VHL exerts its tumor-suppressive activity by inducing degradation of HIFα proteins, but it might also exert HIF-independent activities [17, 18, 26]. To determine whether HIFα protein degradation is involved in VHL-induced PLA2R1 transcription, we examined PLA2R1 transcript levels in ACHN (Figure 4D), RCC10+VHL (Figure 4E), and 786-O+VHL cells (Figure 4F) constitutively synthesizing a non-degradable form of either HIF1α or HIF2α [20]. Constitutive expression of HIF2α strongly reduced PLA2R1 mRNA level in all three cases. Forced HIF1α showed less marked effects (Figure 4D-F).

Together these data demonstrate that PLA2R1 expression is regulated by VHL, and that VHL loss of function in RCC results in PLA2R1 loss of expression, mainly through an HIF2α dependent mechanism.

An HIF2α-MYC repressive pathway, downstream of VHL loss of function, mediates PLA2R1 repression in RCC

Even if HIF2α is generally described as a transcriptional activator, it has also been reported to repress transcription [27]. Chromatin immunoprecipitation (ChIP) experiments performed on 4 independent PLA2R1 genomic regions (Figure 5A) revealed no direct binding of HIF2α, whereas and as expected it was found to bind PHD3 [23], a direct HIF2α target (Figure 5B).

HIF2α exerts its oncogenic activity by increasing c-MYC transcriptional activities, the activating as well as the repressing ones [28, 29]. To check whether c-MYC might be a downstream effecter of HIF2α to repress PLA2R1 expression, we immunoprecipitated c-MYC DNA-bound regions in HIF2α-overexpressing cells, cells in which PLA2R1 expression is repressed (Figure 4F). Interestingly, c-MYC was bound to PLA2R1 genomic regions closed to the transcriptional start site (PR1 and PR2) and not to distal PLA2R1 genomic regions (PR3 and PR4) (Figure 5C). Further supporting a repressive role of c-MYC on PLA2R1 expression, its constitutive expression was found to inhibit PLA2R1 expression in 786-O+VHL cells, cells in which PLA2R1 is induced (Figure 5D). These data demonstrate a pathway involving loss of VHL, increased HIF2α and c-MYC activity leading to PLA2R1 repression in RCC.
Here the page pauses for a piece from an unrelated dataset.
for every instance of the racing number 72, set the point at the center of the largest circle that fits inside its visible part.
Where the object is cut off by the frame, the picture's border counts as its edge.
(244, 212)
The VHL-HIF-MYC pathway regulate PLA2R1 expression through DNA methylation

C-MYC represses transcription by various mechanisms including DNA methylation [30, 31]. Interestingly, PLA2R1 has recently been shown to be repressed by DNA methylation in leukemic cells [32] pointed out a potential mechanism by which the VHL-HIF2α-MYC pathway might regulate PLA2R1 expression in RCC.

To know whether the expression of PLA2R1 might be regulated by DNA methylation, we treated VHL-positive (ACHN) and -negative (RCC10 and 786-O) derived RCC cell lines with the 5-azadeoxycytidine (5-aza-dC) DNA methyl transferase (DNMT) inhibitor. Both VHL-negative cell lines displayed a strong PLA2R1 induction upon DNMT inhibition by contrast to the VHL-positive cell line (Fig. 6A). This suggests that the repressive VHL-HIF2α-MYC pathway regulates PLA2R1 expression through DNA methylation.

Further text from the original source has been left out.